O CONGRESSO NACIONAL decreta:
Art. 1º A Lei nº 8.213, de 24 de julho de 1991, passa a vigorar acrescida do seguinte art. 143-A:
”Art. 143-A O repentista e o cordelista poderão requerer aposentadoria por idade, no valor de um salário mínimo, durante
dez anos, contados do dia 1º de janeiro de 2010, desde que comprovem o exercício da atividade artística, ainda que
descontínua, no período imediatamente anterior ao requerimento do benefício, em número de meses idêntico à carência do referido benefício.
§ 1º. Consideram-se, para os fins deste artigo, repentista o artista ou músico que, em versos e melodias, produz os
denominados repentes ou improvisos e cordelista o artista ou escritor que produz literatura de cordel.
§ 2º O benefício previsto no caput poderá ser concedido ao repentista e ao cordelista inscritos como contribuintes da
Previdência Social até 31 de julho de 2010.
§ 3º É vedada a acumulação do benefício previsto no caput com qualquer outro de natureza previdenciária ou assistencial.

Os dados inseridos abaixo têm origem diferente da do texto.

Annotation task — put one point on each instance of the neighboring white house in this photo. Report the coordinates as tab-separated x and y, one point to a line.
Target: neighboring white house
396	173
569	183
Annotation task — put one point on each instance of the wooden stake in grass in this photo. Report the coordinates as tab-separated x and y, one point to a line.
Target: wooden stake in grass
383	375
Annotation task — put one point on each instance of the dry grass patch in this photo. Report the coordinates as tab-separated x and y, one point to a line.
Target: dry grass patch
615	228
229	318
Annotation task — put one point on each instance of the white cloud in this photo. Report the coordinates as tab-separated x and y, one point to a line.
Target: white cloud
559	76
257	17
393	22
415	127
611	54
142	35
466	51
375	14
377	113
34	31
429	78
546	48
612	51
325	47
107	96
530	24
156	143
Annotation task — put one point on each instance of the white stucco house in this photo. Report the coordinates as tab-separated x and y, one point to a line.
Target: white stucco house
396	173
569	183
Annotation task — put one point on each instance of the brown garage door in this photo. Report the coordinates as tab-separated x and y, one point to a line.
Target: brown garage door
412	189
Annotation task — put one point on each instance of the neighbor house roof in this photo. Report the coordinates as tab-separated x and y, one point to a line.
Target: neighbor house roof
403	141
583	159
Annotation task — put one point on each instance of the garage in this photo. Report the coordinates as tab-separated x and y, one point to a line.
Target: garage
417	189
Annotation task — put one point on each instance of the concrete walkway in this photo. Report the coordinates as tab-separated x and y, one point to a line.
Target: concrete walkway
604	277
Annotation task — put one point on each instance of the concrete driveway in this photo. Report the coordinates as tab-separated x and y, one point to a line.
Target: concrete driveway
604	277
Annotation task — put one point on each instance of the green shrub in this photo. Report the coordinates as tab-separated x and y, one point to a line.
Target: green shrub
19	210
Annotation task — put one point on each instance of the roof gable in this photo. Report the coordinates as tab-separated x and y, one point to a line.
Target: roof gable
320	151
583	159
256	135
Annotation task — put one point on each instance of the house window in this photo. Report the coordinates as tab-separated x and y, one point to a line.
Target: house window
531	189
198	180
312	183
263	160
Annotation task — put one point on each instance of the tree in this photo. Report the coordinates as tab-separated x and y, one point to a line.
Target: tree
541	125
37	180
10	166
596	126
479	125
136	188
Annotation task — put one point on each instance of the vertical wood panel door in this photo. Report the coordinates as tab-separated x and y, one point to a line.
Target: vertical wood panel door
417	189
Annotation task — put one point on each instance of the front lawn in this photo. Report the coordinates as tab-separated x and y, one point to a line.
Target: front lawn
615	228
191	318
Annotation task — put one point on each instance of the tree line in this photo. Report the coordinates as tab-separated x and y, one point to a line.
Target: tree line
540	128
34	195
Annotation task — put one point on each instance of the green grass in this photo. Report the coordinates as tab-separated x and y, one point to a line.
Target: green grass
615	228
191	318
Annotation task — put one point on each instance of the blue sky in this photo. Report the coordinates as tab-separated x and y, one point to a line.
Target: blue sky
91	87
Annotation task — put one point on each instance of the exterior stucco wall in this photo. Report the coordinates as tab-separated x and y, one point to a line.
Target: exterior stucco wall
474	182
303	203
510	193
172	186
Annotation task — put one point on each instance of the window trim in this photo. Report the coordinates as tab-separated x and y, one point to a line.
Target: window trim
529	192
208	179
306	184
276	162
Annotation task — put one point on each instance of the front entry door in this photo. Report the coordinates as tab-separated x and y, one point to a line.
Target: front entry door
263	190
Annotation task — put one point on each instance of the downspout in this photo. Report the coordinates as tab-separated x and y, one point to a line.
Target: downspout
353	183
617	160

Art. 2º Esta Lei entra em vigor na data de sua publicação.
JUSTIFICAÇÃO
Os repentistas e cordelistas possuem uma importância fundamental na cultura popular e regional deste País. No entanto, essa
classe artística não tem sido devidamente valorizada à altura de sua contribuição cultural, o que nos leva a propor esta iniciativa, cujo objetivo é tentar garantir-lhes um benefício previdenciário mínimo.
A Legislação Previdenciária não pode deixar passar ao largo essa categoria profissional, que embora informal, muito tem contribuído para a formação da cultura popular do nosso País. Acreditamos que a Previdência Social possui grande interesse na formalização dos vínculos previdenciários. Medidas dessa natureza, concedendo benefício limitado no tempo, podem servir para que outros trabalhadores sejam estimulados a promover a sua inscrição nos quadros do Regime Geral da Previdência
Social – RGPS, com as contribuições devidas.

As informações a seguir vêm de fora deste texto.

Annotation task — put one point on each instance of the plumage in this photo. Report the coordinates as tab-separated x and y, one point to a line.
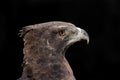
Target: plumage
44	49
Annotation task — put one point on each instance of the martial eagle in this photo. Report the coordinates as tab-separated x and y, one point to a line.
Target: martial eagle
44	50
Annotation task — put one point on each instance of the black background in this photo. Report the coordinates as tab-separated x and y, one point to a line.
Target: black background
100	18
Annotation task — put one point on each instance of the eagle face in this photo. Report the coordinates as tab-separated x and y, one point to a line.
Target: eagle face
44	46
54	35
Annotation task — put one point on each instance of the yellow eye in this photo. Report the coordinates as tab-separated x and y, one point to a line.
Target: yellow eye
62	32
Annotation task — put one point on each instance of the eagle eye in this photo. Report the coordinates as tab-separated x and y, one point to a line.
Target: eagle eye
62	32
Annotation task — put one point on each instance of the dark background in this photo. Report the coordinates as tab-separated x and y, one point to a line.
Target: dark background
100	18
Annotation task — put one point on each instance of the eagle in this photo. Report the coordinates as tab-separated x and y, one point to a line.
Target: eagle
44	50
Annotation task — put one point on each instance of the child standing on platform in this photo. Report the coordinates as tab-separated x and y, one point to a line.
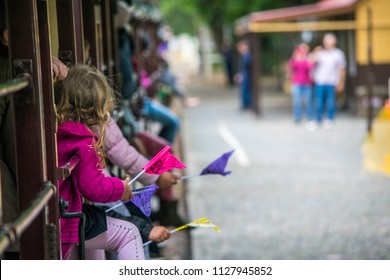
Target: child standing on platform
84	100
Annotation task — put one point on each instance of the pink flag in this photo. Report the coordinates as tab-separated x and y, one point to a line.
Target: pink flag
162	162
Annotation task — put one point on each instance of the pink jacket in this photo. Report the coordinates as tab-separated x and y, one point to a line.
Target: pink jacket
87	179
125	156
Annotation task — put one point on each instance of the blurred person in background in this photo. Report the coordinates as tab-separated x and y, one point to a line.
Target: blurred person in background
244	76
329	77
299	69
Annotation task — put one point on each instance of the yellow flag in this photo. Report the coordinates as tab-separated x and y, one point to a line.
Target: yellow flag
202	222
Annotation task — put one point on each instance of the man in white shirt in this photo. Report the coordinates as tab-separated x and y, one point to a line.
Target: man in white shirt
329	76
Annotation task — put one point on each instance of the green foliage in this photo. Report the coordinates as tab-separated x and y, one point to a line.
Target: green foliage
187	15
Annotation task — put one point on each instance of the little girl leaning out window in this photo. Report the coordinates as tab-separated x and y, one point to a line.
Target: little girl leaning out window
84	100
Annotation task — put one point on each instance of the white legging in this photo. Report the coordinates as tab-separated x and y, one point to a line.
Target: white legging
121	237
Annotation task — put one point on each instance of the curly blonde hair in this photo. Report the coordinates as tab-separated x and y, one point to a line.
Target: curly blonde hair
85	96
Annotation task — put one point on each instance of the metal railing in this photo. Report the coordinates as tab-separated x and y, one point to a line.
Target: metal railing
11	232
14	85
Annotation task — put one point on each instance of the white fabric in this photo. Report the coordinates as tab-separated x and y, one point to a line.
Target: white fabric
328	66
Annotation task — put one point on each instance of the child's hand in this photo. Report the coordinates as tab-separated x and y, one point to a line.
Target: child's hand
127	193
159	234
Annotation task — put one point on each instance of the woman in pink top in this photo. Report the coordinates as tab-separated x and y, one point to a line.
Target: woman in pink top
300	72
84	100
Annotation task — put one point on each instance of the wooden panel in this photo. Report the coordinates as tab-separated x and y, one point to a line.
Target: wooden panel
29	125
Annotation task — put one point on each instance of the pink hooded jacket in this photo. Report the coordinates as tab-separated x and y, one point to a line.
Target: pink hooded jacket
87	179
125	156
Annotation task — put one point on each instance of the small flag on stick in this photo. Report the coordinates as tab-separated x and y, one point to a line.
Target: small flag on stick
163	162
216	167
142	199
202	222
160	163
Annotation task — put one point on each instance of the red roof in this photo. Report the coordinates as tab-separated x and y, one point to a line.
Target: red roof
322	8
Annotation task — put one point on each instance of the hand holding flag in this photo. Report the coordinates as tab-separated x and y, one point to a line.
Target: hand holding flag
160	163
202	222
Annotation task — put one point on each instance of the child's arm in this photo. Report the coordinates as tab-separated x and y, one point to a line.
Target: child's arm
89	177
127	193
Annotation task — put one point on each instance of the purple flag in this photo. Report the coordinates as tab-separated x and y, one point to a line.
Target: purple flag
142	198
218	166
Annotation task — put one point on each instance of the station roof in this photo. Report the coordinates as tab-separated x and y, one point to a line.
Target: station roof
322	8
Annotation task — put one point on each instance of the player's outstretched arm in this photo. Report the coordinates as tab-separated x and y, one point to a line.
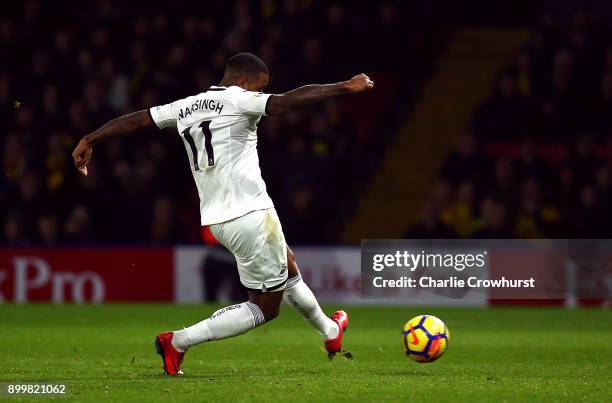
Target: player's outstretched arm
123	125
313	94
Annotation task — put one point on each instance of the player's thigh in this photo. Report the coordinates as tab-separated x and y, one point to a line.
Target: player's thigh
258	243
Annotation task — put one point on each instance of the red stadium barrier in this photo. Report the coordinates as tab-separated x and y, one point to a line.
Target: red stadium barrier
86	275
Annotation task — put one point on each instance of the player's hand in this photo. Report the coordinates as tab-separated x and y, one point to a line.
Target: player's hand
81	156
360	83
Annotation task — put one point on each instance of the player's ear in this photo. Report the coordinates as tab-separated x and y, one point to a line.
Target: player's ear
242	82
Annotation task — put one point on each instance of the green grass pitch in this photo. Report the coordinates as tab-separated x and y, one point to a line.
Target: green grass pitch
105	353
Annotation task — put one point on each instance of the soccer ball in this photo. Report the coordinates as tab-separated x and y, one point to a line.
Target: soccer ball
425	338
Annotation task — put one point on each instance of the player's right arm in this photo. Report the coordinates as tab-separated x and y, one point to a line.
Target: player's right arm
312	94
120	126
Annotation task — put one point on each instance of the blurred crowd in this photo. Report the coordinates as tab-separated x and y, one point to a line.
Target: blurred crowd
537	162
68	67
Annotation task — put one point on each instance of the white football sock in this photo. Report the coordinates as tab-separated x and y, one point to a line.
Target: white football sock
226	322
299	296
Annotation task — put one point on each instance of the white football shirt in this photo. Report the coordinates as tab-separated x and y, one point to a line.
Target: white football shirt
219	130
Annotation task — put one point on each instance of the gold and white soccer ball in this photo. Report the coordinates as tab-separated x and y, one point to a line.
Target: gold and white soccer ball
425	338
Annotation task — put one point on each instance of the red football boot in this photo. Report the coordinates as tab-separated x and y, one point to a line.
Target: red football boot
170	357
334	345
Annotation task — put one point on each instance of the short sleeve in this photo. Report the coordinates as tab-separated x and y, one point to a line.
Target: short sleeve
164	115
252	102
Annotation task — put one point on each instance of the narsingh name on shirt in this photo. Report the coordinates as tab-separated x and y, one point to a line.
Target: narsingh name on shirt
209	104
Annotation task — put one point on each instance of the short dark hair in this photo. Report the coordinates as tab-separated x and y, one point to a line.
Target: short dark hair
245	64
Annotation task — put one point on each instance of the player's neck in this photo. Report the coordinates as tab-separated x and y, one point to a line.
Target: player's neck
228	83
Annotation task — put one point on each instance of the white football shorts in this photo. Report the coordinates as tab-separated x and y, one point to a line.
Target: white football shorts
257	241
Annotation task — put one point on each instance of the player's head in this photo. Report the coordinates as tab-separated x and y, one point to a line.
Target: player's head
247	71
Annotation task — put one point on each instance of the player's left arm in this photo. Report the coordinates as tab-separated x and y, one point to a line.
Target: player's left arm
120	126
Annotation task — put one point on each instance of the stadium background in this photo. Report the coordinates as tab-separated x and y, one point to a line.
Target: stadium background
487	122
490	119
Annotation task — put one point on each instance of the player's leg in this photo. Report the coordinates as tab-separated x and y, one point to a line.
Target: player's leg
258	245
226	322
301	298
230	321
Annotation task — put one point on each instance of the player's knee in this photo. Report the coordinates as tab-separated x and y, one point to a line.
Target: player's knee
270	312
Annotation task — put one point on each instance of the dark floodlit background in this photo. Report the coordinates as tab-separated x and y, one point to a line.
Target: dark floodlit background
531	158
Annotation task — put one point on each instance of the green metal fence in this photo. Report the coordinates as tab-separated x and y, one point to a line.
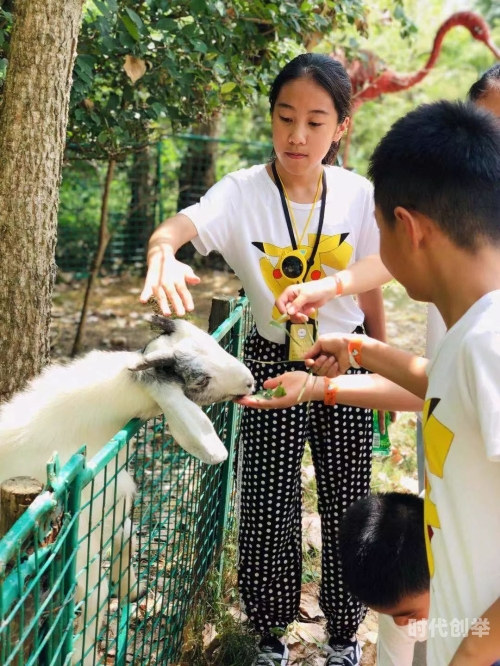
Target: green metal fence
148	186
59	594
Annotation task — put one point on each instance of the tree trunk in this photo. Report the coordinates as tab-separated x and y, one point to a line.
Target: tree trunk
197	173
104	237
33	121
141	215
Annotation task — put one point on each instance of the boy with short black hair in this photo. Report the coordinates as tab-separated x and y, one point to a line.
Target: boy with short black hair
384	563
383	554
437	194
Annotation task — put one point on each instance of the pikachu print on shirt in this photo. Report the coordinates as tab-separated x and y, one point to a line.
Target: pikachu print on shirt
437	443
283	266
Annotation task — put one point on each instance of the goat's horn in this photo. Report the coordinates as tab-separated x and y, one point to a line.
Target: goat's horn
153	360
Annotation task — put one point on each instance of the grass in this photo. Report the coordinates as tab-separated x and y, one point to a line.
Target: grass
233	643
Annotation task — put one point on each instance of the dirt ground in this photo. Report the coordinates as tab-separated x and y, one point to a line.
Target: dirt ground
116	319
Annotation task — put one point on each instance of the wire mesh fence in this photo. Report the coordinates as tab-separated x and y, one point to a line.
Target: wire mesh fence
86	579
148	186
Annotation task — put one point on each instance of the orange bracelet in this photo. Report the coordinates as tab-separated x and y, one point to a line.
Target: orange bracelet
331	390
354	351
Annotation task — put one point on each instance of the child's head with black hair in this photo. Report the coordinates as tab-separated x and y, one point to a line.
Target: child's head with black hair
383	555
436	175
485	92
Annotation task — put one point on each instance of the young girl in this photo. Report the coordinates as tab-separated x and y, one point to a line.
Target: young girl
296	219
394	646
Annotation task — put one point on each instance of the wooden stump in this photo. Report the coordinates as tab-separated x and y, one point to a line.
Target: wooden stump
15	497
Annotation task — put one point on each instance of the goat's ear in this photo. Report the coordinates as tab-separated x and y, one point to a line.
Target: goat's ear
165	324
160	357
188	424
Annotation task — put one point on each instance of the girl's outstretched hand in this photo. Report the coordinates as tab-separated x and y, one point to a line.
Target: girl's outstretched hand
300	301
167	280
299	387
327	348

Nas feiras e nas praças, esses artistas produzem mensagens culturais, políticas e sociais, que enaltecem a cidadania e estimulam a alegria e a vida saudável do povo brasileiro.
Embora esses artistas possuam valor inestimável, é oportuno destacar o manifesto do escritor e cineasta Rosemberg Cariry, que diz: “As culturas populares nordestinas são diversificadas, ricas e complexas, plasmaram-se, ao longo dos séculos, com a contribuição de muitos povos e de muitas etnias. Nesta região, nascedouro da nação brasileira, historicamente, tiveram encontro marcado as principais vertentes das culturas ocidentais que se mesclaram com as culturas ameríndias e as culturas afro-brasileiras. Essas culturas populares, regionais e universais ao mesmo tempo são inesgotável fonte de renovação para os mais importantes movimentos culturais e artísticos brasileiros contemporâneos.”

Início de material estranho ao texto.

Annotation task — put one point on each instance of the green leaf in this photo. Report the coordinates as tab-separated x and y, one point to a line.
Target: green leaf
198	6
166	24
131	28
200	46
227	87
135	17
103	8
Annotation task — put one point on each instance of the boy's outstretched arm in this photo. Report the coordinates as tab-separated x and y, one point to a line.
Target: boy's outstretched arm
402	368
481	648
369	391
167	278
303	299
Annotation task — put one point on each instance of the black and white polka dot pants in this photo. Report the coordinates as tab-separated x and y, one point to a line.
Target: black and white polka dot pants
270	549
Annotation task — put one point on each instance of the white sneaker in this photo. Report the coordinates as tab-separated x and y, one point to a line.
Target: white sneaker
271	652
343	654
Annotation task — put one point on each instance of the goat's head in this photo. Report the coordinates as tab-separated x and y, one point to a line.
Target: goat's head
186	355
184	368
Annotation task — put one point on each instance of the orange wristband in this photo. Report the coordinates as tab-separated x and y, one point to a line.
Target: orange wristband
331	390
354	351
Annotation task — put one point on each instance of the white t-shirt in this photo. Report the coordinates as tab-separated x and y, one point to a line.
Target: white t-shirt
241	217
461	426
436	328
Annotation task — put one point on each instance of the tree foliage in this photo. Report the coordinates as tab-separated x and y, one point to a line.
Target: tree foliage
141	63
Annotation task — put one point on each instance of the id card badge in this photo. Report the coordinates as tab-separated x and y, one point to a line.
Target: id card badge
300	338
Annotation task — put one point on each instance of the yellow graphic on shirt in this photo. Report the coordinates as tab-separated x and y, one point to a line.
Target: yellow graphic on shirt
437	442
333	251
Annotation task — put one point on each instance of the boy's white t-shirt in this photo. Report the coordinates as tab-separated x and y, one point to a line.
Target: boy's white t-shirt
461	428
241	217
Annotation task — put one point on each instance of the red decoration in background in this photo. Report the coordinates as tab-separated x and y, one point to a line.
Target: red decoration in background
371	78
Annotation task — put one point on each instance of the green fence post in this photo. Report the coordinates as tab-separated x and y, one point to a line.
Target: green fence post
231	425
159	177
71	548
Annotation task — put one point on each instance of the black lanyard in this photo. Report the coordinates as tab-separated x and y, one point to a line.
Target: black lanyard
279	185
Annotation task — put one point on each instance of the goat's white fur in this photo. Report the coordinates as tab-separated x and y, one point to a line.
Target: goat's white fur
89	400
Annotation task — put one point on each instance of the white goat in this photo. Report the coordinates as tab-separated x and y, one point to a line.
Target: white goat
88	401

Outro manifesto de singular notoriedade foi o do poeta e teatrólogo Oswald Barroso, quando disse que: “Entre muitos Nordestes, há o Nordeste mítico dos seus poetas. Mundo de encantamentos e maravilhas, povoado de profetas errantes, anjos guerreiros e reis brincantes. Mundo legendário de violeiros andarilhos e cavaleiros repentistas, que palmilham estradas imaginárias, cantando proezas e decantando mistérios. Sobre um solo de carências e desigualdades, esses bardos levantam tesouros de versos, reinos de metáforas e catedrais de rimas.”
Ao falar em cordel, deve-se obrigatoriamente falar em Patativa do Assaré, um dos ícones da cultura popular brasileira, a exemplo do que bem assevera o Prof. Gilmar de Carvalho, mestre e doutor do Curso de Comunicação Social da Universidade Federal do Ceará, ao dizer que:
“falar de cordel em Patativa do Assaré, este poeta dito popular, diante de nossa necessidade de rótulos, uma voz que ecoa a tradição, atualizando-a, é por demais reducionista. Cordel é tudo o que Patativa faz, no sentido de ressignificar um conjunto de narrativas, um modo de dizer – e não uma fôrma - uma visão de mundo que vem de tempos imemoriais e se liga a um presente, dando conta dos anseios, sonhos e expectativas dos receptores/fruidores.”
Portanto, como medida de reparação para com esses artistas e pelo valor cultural e educativo, acreditamos que esta iniciativa deve merecer o apoio de nossos Pares. Embora a concessão do benefício seja transitória, ainda assim será de grande valia para os repentistas e cordelistas, edificadores da cultura popular brasileira.